(721a) Nanostructure-Driven Fatigue Resistance and Dynamic Recovery in Thermoplastic Elastomer Hydrogel Networks

Creative efforts in network design have led to numerous impactful improvements in hydrogel mechanics. Our group has been focused on the synthesis of hydrogel networks capable of rapid and complete elastic recovery coupled with a high intrinsic resistance to mechanical fatigue under continuous cyclic loading. Much of our motivation is derived from a desire to synthesize biphasic materials capable of replicating the biomechanical demands of musculoskeletal soft tissues, which has continued to present a formidable materials science challenge. Reduction to practice has been plagued by the gap in mechanical performance that continues to differentiate biological and synthetic systems. The most prominent advances in hydrogel design have employed the inclusion of interpenetrating networks, hydrophobic interactions,^{2, 3} ionic interactions,^{4, 5, 6} deformable domain structures,⁷ sliding junction points,^{8, 9, 10} and multifunctional macromers of prescribed structure^{2, 11, 12} to produce intriguing network designs pushing the boundaries of mechanical achievement. These designs are responsible for stunning demonstrations of modulus, ^{4, 6} stretchability, ^{3, 5, 6, 8, 9} ultimate strength,^{1, 2, 11} and overall toughness ^{3, 5, 6, 8, 9} that were inconceivable less than two decades ago. However, most of these systems are plagued by combinations of limited moduli at small strain, unacceptably high levels of energy dissipation and fatigue, or slow and incomplete elastic recovery that are incompatible with the cyclic biomechanical loading profiles of most musculoskeletal soft tissues.
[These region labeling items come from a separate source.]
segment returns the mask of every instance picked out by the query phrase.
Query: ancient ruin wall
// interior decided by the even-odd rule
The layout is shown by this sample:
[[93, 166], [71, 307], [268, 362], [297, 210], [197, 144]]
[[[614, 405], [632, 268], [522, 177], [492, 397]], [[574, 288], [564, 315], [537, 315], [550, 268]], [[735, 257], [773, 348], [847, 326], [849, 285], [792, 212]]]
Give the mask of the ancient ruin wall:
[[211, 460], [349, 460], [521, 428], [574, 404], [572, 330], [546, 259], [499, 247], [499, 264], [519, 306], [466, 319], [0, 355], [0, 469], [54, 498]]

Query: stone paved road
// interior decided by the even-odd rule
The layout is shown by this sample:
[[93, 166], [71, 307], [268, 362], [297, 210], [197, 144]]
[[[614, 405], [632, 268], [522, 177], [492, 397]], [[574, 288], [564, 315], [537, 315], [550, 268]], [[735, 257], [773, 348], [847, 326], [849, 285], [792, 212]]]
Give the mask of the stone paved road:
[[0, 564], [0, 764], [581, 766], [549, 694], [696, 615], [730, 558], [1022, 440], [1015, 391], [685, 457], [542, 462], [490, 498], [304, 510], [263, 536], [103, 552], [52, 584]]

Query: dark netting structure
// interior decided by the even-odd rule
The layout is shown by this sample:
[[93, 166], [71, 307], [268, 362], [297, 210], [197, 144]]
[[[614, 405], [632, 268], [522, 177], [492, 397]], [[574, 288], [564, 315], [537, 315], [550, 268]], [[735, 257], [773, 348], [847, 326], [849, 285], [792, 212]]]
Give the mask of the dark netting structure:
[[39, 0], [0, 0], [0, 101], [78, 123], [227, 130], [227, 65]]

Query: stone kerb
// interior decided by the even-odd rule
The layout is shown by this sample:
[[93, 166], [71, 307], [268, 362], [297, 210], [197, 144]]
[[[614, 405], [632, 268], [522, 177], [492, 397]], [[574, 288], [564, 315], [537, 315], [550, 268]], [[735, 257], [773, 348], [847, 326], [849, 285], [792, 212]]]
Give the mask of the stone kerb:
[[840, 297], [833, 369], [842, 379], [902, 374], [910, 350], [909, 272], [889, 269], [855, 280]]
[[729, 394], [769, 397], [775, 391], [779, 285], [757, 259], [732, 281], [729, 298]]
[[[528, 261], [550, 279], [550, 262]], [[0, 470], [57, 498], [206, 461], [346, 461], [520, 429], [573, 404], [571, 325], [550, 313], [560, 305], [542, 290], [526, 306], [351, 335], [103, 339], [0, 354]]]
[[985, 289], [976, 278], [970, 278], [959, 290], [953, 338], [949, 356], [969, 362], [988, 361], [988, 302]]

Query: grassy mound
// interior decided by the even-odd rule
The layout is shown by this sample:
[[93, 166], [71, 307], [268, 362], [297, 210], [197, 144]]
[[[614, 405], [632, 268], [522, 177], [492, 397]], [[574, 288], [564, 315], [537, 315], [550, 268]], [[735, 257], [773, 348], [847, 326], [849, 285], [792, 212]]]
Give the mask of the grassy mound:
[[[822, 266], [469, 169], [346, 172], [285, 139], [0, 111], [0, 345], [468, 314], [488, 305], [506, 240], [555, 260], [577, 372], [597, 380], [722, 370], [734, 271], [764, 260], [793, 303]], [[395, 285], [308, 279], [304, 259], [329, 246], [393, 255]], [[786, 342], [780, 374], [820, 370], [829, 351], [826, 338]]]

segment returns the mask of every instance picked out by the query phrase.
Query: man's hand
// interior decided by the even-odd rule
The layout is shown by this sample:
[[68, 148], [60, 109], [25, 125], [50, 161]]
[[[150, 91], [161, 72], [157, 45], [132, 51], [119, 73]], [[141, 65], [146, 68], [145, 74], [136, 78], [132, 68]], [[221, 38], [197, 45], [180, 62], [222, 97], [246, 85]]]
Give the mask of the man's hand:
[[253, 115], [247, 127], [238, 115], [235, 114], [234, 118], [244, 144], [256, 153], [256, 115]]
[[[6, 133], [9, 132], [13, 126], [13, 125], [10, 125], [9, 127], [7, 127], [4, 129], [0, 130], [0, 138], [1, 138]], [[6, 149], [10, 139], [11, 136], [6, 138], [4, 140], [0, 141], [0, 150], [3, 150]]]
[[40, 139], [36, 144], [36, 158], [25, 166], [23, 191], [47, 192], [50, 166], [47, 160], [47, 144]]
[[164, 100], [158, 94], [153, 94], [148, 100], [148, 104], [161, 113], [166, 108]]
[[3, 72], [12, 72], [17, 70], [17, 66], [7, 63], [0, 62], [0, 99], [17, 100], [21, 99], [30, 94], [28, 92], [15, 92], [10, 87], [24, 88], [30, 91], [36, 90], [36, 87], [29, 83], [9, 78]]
Intrinsic susceptibility to permanent covalent bond rupture and significant plastic deformation preclude a network from returning elastically to its original configuration, while recovery dynamics in the minutes to hours range^{5, 6} preclude it from doing so at physiologically relevant (often sub-second) time scales. Unfortunately, none of these advanced systems would yet be acceptable, for example, as substitutes for the fibrocartilage comprising menisci of the knee, the annulus fibrosis of the intervertebral disc, or connective tissue of the cardiovascular system, which rely on high levels of elasticity to rapidly absorb and transfer (not dissipate) strain energy into efficient body movement or pulsatile blood flow.^{13, 14, 15}

Here, we report a new paradigm in hydrogel design based on prefabrication of an efficient nanoscale network architecture using the melt-state self-assembly of amphiphilic block copolymers. Rigorous characterization and mechanical testing reveal that swelling of these preformed networks produces hydrogels with physiologically relevant moduli and water compositions, negligible hysteresis, sub-second elastic recovery rates, and unprecedented resistance to fatigue over hundreds of thousands of compression cycles. Furthermore, by relying only on simple thermoplastic processing to form these nanostructured networks, the synthetic complexities common to most solution-based hydrogel fabrication strategies are completely avoided. We use melt blends of sphere morphology forming AB and ABA diblock copolymers to form a network of tethered micelle units. During melt-state self-assembly, A blocks form spherical aggregates while the B blocks form the corona or matrix in which the spherical A domains sit. The triblock copolymer acts as a bridge, mechanically linking adjacent spherical domains. Hydrogel formation relies on two important phenomena that dictate the choice of A and B blocks. One, the A block must be able to become a vitrified solid upon cooling. We use polystyrene (PS) with a glass transition temperature near 80 ËšC. Two, the B block must be selectively soluble in the swelling media, while the A block remains impervious to it. We use poly(ethylene oxide) (PEO) as the water soluble B block.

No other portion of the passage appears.